AEO is the same demand for good content with the stakes raised, where every section now has to stand on its own.

Where to spend your effort now

Fan-out rewards content that anticipates the questions a reader actually has, and anticipating those questions is editorial judgment.

Knowing which sub-questions matter, which framings are honest, where to be specific and where to be brief, what claim is worth stating cleanly enough to be quoted—that is the work of an experienced editor or subject-matter expert.

The brands that get cited consistently share a trait: their content carries a clear point of view and the depth to support it across a topic. Volume of output has little to do with it.

Strategies include:

  • Build around topics, not single keywords. Map the cluster of questions a reader asks before and after the headline one, and cover them in depth within a page or a tight set of linked pages.
  • Make every section independently citable, since a model will lift passages out of context.
  • Stay the course on earning the ranking, because top-10 placement is still your surest path into the candidate pool.
  • Watch where you are cited, not only where you rank. Position tracking alone now misses most of the picture.
  • Invest in editorial depth and expertise. The thing that makes content worth citing holds steady: depth, judgment, and a point of view a reader, or a model, can trust. That’s editorial work, and it’s exactly what Contently’s network of expert editors and subject-matter writers is built to do.

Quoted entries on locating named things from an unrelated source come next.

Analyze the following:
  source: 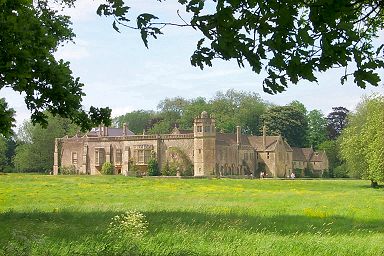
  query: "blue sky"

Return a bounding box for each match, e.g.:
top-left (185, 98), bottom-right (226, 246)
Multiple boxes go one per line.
top-left (0, 0), bottom-right (384, 125)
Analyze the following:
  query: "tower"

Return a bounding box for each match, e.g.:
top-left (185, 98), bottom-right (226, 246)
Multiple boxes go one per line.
top-left (193, 111), bottom-right (216, 176)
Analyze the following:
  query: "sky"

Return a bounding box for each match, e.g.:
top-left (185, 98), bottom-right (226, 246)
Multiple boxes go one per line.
top-left (0, 0), bottom-right (384, 126)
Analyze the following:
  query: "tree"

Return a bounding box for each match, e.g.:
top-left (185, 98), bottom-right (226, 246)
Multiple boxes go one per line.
top-left (0, 98), bottom-right (16, 136)
top-left (101, 0), bottom-right (384, 93)
top-left (307, 109), bottom-right (327, 149)
top-left (262, 106), bottom-right (308, 147)
top-left (0, 0), bottom-right (111, 135)
top-left (327, 107), bottom-right (349, 140)
top-left (14, 114), bottom-right (79, 172)
top-left (341, 96), bottom-right (384, 186)
top-left (0, 0), bottom-right (384, 134)
top-left (209, 89), bottom-right (267, 134)
top-left (288, 100), bottom-right (308, 116)
top-left (179, 97), bottom-right (212, 129)
top-left (0, 135), bottom-right (7, 172)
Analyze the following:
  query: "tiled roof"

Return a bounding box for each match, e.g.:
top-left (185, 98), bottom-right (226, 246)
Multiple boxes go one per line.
top-left (171, 127), bottom-right (193, 134)
top-left (216, 133), bottom-right (251, 146)
top-left (248, 136), bottom-right (280, 151)
top-left (301, 148), bottom-right (313, 161)
top-left (87, 127), bottom-right (135, 137)
top-left (310, 151), bottom-right (326, 162)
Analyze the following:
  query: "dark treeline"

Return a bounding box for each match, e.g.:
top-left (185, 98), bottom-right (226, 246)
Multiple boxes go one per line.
top-left (0, 90), bottom-right (348, 177)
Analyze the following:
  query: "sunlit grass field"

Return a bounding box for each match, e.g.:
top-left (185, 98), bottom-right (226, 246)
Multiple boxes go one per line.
top-left (0, 174), bottom-right (384, 256)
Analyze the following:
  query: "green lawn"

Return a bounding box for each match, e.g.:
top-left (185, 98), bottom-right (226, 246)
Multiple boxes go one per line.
top-left (0, 174), bottom-right (384, 256)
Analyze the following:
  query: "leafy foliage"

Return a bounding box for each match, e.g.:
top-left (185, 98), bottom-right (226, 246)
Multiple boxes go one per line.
top-left (107, 0), bottom-right (384, 93)
top-left (14, 114), bottom-right (79, 172)
top-left (307, 109), bottom-right (327, 149)
top-left (0, 98), bottom-right (16, 136)
top-left (0, 0), bottom-right (111, 135)
top-left (148, 158), bottom-right (160, 176)
top-left (327, 107), bottom-right (349, 140)
top-left (262, 106), bottom-right (308, 147)
top-left (319, 140), bottom-right (344, 178)
top-left (341, 96), bottom-right (384, 182)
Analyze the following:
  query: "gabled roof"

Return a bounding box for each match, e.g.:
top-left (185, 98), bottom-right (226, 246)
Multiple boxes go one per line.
top-left (292, 148), bottom-right (327, 162)
top-left (248, 136), bottom-right (280, 151)
top-left (301, 148), bottom-right (314, 161)
top-left (171, 127), bottom-right (193, 134)
top-left (86, 127), bottom-right (135, 137)
top-left (310, 151), bottom-right (327, 162)
top-left (216, 133), bottom-right (251, 146)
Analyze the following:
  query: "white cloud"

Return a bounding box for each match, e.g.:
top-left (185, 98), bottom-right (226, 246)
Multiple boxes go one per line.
top-left (55, 39), bottom-right (91, 61)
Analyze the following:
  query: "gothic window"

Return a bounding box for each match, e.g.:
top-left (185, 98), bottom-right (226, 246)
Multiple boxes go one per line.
top-left (72, 152), bottom-right (77, 165)
top-left (137, 149), bottom-right (151, 164)
top-left (115, 149), bottom-right (123, 165)
top-left (95, 148), bottom-right (105, 166)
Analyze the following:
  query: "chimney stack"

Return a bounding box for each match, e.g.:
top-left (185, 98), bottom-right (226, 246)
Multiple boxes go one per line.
top-left (236, 125), bottom-right (241, 146)
top-left (263, 124), bottom-right (267, 150)
top-left (123, 123), bottom-right (128, 136)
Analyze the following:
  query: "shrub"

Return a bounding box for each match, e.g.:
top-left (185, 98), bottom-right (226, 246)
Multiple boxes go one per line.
top-left (100, 162), bottom-right (115, 175)
top-left (107, 210), bottom-right (148, 239)
top-left (333, 164), bottom-right (348, 178)
top-left (148, 158), bottom-right (160, 176)
top-left (59, 165), bottom-right (79, 175)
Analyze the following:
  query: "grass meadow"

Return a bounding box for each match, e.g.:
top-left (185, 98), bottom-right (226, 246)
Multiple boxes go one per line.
top-left (0, 174), bottom-right (384, 256)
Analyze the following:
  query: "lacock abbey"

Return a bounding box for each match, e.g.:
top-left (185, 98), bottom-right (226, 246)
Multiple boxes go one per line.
top-left (53, 111), bottom-right (328, 177)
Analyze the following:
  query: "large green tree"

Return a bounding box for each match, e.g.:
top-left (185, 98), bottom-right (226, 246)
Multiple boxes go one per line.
top-left (341, 96), bottom-right (384, 185)
top-left (262, 106), bottom-right (308, 147)
top-left (307, 109), bottom-right (327, 149)
top-left (327, 107), bottom-right (349, 140)
top-left (0, 0), bottom-right (111, 135)
top-left (0, 0), bottom-right (384, 134)
top-left (14, 114), bottom-right (79, 172)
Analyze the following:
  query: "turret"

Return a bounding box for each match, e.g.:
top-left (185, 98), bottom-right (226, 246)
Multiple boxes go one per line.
top-left (193, 111), bottom-right (216, 176)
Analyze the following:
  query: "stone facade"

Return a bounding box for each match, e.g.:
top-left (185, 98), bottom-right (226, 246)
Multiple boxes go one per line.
top-left (53, 111), bottom-right (328, 177)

Frequently asked questions

What is a query fan-out in AI search?

Query fan-out is the technique an AI search system uses to break a single user query into several related sub-queries—equivalent phrasings, follow-ups, broader framings, and narrower specifications. It runs them all at once, then builds its answer from the pages that surface most consistently across the whole set rather than from the one page that ranks for the typed question.

What is the difference between SEO and AEO?

SEO (search engine optimization) works to earn a high ranking on the results page, which gets your page into the pool of candidates an AI can draw from. AEO (answer engine optimization) works to get your content quoted in the AI answer itself, which depends on self-contained sections, topic-level depth, and E-E-A-T signals a model can lift a clean claim from. SEO gets you considered; AEO gets you cited.

Does ranking in Google’s top 10 still matter for AI search?

Yes. Even though the overlap between top-10 rankings and AI Overview citations fell to about 38% by March 2026, top-10 pages remain the single most reliable feeder into AI Overviews and a strong organic position is still the clearest authority signal Google has. Ranking gets you into the candidate pool; citation takes additional depth and credibility.

How do I get my content cited in Google’s AI Overviews?

Cover a topic—not a single keyword—deeply enough to answer the surrounding sub-questions a reader and the fan-out will ask. Structure each section to stand on its own with clear headings, schema, and a direct answer near the top, and write with enough specificity and demonstrated expertise (E-E-A-T) that a model can extract a clean, quotable claim.

What is E-E-A-T and why does it matter for AEO?

E-E-A-T stands for experience, expertise, authoritativeness, and trustworthiness—the signals Google has long rewarded in rankings. For AEO they matter because the same qualities that make a passage credible to Google are what make it worth quoting to an AI model: specific, well-sourced, expert content is the kind a model is most willing to cite.